In 1986, he announced he would run for governor, saying the state will be facing tough times but he would have felt “like a real shirker to sit it out.” He won by a narrow margin.
Bellmon pushed through bills to raise gasoline, diesel, sales, cigarette, beer and liquor taxes. Bellmon also pushed through House Bill 1017, a controversial school reform and tax act.
His biggest opponents in the Legislature were the legislators in his own party.
Bellmon also used his veto power more times than any other governor up to that time.
He also pushed and won voter approval for a constitutional amendment to shorten legislative sessions.
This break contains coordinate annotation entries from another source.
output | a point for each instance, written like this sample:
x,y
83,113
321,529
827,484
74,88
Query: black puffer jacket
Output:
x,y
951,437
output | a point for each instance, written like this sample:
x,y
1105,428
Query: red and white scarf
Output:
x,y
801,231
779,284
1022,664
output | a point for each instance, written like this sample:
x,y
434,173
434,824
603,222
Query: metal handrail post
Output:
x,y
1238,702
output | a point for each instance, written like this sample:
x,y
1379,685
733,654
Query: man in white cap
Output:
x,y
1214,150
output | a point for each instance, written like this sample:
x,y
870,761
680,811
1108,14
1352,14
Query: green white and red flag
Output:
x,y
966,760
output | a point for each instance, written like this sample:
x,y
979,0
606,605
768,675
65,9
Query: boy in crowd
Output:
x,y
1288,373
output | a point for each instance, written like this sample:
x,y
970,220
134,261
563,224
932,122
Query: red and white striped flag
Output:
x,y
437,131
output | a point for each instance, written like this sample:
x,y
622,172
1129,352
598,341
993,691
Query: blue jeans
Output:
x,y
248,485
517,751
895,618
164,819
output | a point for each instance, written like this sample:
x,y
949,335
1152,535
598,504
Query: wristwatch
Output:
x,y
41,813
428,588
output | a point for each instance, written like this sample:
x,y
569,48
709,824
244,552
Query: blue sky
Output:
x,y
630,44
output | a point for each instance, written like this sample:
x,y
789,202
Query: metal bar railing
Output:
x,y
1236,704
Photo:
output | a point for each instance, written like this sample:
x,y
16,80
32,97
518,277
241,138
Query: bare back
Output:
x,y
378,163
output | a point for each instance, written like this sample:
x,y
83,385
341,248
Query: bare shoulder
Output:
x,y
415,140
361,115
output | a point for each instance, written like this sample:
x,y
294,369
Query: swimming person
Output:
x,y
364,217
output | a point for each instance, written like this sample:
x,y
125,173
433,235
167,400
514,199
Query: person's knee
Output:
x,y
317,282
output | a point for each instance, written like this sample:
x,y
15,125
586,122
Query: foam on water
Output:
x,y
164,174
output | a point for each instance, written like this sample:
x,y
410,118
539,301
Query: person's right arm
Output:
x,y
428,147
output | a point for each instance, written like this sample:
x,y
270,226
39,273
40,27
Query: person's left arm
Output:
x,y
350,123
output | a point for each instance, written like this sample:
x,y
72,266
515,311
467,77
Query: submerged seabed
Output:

Not every Bellmon plan was accepted.
In his second term as governor, Bellmon recommended phasing out the state Veterans Department. Between 2,000 and 2,500 veterans marched on the capitol, carrying flowers. As many as could crowded into the state House of Representatives Chamber where they were met by Bellmon, a Marine and Silver Star winner who fought at Saipan and at Iwo Jima, one of the bloodiest battles in Marine Corps history.
Bellmon explained his program, thanked the veterans for coming and then later abandoned that plan.
When he left the governor’s office the second time, he and Shirley returned to Billings, the family home. Bellmon didn’t quit working.
The former governor stayed active at Oklahoma State University, his alma mater, in a myriad of research projects and in directing the activities of the Oklahoma Alliance for Public Policy Research.
In 2000, Shirley Bellmon died unexpectedly in Cape Cod, Mass., where she was vacationing with Bellmon and other members of their family. Close friends said she was in good health as far as anyone knew. She had been an integral part of Bellmon’s successful campaigns for governor and U.S. Senate.
In 2002, Bellmon remarried. He and Eloise Bollenbach married in a private ceremony in Perry. Eloise Bollenbach and her late husband, Kingfisher rancher Irvin K. Bollenbach, were longtime friends of the Bellmons.